- Born: Berit Stueland c.1937 Bergen, Norway
- Died: 2012 (aged 74–75)
- Known for: activist for sex education and disability rights
- Spouses: Brian Moore; Cedric Thornberry;

= Berit Moore =

Norwegian-born activist for sex education and disability rights

Berit Stueland, also known as Berit Moore and Berit Thornberry (1937 – 2012), was a Norwegian-born activist for sex education and disability rights. She translated a copy of The Little Red Schoolbook into English, which was declared obscene, and with Megan du Boisson, she founded the Disablement Income Group.

== Life ==
Stueland was born in the Norwegian port city of Bergen in about 1937. Her childhood was during the Second World War, and her father was a member of the Norwegian resistance. He was also a church minister, and her mother was a teacher. In 1958, she decided to become an au pair in England, and at a youth group, she met her future husband, Brian Moore. They had two children, and shortly after the second was born in 1961, she was given a diagnosis of multiple sclerosis. Megan du Boisson had also been given a similar diagnosis.

Megan du Boisson and Moore wrote a letter to The Guardian on 22 March 1965. At the time, social security payments to disabled people depended on the cause of that impairment. People injured in war or in the workplace were entitled to significantly more support than the "civilian" disabled. Married women were very poorly served. The Disablement Income Group (DIG) was founded in 1965 by what was called two "housewives". The group's co-founder Megan du Boisson died in a car accident while driving to attend the 4th AGM of DIG. Du Boisson's role was taken by Mary Greaves.

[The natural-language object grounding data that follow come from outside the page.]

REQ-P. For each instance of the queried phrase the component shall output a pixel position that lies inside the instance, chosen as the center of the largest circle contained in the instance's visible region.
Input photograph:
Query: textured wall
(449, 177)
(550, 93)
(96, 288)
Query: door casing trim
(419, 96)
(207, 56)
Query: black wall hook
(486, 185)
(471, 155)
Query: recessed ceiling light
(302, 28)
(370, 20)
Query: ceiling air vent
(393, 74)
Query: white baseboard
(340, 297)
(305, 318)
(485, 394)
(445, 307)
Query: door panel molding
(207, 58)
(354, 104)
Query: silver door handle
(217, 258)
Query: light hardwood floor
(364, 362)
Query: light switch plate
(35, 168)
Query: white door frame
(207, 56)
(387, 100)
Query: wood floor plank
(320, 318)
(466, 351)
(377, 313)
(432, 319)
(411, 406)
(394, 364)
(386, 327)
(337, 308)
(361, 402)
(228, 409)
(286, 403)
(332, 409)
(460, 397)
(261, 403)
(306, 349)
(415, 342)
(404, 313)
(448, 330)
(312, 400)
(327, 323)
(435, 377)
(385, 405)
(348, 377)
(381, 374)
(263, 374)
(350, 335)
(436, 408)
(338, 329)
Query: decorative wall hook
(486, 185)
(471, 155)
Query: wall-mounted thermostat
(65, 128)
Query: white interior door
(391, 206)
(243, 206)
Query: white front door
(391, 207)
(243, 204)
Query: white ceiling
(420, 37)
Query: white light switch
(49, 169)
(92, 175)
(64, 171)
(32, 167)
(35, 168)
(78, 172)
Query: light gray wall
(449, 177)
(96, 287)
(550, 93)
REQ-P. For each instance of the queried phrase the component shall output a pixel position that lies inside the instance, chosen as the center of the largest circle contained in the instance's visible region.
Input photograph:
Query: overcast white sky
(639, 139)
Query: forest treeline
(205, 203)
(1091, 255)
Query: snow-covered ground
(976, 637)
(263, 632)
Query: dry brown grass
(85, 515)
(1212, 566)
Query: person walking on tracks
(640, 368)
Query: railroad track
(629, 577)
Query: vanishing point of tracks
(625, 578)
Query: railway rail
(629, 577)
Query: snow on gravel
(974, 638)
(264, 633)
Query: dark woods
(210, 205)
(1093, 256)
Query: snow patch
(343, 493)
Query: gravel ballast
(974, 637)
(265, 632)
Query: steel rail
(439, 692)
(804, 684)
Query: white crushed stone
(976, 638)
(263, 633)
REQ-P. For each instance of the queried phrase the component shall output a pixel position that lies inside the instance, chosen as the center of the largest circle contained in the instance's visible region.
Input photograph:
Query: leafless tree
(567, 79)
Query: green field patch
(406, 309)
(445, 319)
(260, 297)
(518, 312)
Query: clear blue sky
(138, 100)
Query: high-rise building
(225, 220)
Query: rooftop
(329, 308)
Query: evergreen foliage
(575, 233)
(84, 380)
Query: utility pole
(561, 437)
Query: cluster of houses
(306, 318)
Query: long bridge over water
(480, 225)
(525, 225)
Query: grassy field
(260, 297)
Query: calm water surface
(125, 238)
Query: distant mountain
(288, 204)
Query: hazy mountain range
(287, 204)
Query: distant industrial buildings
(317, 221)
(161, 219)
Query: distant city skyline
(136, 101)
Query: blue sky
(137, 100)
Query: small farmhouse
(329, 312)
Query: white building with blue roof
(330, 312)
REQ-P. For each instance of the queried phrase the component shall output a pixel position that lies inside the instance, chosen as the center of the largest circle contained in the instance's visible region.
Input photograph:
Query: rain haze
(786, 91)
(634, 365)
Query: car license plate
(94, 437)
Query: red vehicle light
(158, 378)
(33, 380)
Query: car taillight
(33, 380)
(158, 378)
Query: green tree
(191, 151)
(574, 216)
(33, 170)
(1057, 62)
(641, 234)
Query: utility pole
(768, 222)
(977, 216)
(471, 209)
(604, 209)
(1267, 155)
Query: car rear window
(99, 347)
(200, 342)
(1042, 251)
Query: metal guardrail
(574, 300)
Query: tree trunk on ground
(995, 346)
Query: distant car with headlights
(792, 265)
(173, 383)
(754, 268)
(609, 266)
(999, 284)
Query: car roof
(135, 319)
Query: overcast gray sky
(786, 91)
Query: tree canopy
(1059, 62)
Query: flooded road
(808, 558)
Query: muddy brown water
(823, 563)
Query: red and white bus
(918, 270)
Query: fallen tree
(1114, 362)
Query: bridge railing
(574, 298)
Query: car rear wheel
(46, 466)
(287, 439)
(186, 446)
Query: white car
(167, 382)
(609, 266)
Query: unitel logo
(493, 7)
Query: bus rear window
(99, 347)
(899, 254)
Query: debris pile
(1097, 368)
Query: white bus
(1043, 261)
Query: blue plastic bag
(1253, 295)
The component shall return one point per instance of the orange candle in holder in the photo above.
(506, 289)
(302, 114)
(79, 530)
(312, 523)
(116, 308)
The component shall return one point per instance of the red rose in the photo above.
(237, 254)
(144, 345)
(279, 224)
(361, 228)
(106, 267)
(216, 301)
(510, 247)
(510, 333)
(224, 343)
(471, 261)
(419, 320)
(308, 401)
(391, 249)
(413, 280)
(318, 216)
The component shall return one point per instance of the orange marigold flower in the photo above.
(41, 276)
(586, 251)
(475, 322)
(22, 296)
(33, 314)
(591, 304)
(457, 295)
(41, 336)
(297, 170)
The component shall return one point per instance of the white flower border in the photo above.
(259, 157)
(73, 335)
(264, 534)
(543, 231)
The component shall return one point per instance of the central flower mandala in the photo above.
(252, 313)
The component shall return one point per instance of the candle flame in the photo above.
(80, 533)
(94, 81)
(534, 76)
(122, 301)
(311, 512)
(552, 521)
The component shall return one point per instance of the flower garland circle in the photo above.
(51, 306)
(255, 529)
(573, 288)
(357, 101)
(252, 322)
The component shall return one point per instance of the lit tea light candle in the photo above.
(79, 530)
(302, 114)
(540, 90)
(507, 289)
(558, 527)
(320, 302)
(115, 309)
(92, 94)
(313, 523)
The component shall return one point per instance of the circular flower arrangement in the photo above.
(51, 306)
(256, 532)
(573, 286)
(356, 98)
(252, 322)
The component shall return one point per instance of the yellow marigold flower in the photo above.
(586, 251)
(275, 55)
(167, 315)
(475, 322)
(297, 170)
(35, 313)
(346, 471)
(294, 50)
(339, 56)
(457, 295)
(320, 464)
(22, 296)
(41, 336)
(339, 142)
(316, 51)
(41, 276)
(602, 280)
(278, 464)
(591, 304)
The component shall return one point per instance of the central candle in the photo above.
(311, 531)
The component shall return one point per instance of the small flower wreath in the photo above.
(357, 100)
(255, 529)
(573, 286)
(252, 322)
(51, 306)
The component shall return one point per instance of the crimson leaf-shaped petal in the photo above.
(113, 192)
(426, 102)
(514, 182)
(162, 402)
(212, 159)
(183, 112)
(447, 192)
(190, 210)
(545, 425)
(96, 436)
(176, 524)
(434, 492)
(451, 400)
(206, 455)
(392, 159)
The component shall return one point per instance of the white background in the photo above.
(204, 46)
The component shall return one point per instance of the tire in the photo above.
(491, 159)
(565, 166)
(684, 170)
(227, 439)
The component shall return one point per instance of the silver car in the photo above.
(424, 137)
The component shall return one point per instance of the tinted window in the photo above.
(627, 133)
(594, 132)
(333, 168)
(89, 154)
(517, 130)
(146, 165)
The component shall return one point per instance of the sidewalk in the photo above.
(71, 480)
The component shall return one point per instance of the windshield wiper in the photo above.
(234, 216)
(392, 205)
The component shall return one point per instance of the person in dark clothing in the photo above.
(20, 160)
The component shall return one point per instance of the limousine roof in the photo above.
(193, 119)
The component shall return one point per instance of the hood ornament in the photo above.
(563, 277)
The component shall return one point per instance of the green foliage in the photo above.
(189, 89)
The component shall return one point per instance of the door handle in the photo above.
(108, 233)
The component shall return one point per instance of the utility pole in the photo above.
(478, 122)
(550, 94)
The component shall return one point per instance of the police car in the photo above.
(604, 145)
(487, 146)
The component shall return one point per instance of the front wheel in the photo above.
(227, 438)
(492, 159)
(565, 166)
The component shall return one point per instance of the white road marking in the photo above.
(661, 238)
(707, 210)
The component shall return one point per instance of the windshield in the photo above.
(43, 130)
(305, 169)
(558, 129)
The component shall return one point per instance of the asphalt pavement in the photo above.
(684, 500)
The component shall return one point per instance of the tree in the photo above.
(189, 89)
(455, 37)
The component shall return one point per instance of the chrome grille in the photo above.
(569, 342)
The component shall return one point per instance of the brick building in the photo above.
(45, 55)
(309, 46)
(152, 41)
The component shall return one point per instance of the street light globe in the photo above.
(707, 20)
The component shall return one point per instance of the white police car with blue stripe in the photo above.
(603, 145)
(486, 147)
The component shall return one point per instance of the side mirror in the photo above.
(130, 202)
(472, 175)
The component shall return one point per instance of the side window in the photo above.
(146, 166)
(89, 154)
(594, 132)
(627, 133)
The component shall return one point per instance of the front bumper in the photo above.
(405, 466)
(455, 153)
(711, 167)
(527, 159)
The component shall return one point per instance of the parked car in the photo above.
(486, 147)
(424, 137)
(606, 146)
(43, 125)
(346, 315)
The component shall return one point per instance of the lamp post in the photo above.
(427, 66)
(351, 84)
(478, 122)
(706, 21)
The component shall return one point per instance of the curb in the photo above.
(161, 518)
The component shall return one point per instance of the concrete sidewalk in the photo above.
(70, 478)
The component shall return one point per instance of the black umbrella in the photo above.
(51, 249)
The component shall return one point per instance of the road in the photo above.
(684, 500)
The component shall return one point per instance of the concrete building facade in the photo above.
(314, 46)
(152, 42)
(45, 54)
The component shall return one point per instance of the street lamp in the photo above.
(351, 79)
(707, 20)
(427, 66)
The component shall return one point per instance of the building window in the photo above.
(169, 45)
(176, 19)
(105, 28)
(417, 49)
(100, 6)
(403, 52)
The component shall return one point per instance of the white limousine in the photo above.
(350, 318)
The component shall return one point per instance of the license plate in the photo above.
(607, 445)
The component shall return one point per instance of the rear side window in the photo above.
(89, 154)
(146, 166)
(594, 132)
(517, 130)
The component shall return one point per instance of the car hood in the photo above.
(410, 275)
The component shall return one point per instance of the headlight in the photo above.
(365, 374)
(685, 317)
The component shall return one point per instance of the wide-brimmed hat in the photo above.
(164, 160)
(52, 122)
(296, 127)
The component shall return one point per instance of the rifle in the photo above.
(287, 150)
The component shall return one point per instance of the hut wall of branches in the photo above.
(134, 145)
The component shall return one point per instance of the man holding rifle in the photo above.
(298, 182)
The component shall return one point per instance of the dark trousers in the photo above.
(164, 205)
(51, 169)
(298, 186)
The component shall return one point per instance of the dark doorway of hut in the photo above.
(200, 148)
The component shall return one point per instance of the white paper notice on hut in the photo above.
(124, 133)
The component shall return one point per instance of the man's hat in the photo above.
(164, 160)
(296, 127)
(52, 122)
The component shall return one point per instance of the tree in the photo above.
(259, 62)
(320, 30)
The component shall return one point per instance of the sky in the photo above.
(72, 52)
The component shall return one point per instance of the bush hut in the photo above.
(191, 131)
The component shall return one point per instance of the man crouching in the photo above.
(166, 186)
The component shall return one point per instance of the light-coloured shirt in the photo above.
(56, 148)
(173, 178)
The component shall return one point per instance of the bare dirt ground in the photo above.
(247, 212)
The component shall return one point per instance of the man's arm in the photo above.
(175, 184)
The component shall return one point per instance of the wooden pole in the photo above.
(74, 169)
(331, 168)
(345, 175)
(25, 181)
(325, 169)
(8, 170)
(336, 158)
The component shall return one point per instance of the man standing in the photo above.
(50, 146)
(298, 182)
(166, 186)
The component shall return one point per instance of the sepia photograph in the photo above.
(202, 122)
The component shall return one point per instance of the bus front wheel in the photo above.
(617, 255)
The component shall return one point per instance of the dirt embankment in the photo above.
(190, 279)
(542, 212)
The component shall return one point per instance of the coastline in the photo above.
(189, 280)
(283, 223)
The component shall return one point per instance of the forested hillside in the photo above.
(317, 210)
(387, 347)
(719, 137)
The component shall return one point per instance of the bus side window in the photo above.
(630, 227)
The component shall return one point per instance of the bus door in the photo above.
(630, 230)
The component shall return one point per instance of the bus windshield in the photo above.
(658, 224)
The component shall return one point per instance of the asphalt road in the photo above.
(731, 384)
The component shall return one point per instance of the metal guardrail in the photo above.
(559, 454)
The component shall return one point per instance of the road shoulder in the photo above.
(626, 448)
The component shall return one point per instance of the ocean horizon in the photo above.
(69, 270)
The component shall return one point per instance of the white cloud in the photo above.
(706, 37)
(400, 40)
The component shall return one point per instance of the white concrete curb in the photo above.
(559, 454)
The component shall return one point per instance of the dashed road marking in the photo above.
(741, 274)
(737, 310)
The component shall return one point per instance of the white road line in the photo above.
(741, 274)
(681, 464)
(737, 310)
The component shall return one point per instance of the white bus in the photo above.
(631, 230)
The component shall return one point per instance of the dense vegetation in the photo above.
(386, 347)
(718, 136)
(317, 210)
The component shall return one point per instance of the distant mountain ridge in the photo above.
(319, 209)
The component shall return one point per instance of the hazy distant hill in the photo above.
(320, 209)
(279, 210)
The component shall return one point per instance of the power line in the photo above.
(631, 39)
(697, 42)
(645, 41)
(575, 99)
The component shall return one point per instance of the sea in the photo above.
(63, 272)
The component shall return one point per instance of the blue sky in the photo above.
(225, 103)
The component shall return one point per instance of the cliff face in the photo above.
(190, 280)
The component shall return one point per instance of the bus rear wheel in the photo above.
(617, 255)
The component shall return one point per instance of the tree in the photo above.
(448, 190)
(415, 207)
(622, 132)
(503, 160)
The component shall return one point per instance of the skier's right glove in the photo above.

Her obituary reported that she had given the phrase "Does he take sugar?" to a BBC producer and this had then been used for the title long running radio programme about disability issues.

She came to notice again when she translated a copy of The Little Red Schoolbook into English in 1970. It was published in 1971. The book was said to be seditious and was judged obscene as it dealt with sex and authority in an open way.

During the seventies, she married again and she was working with the charity Child Poverty Action Group.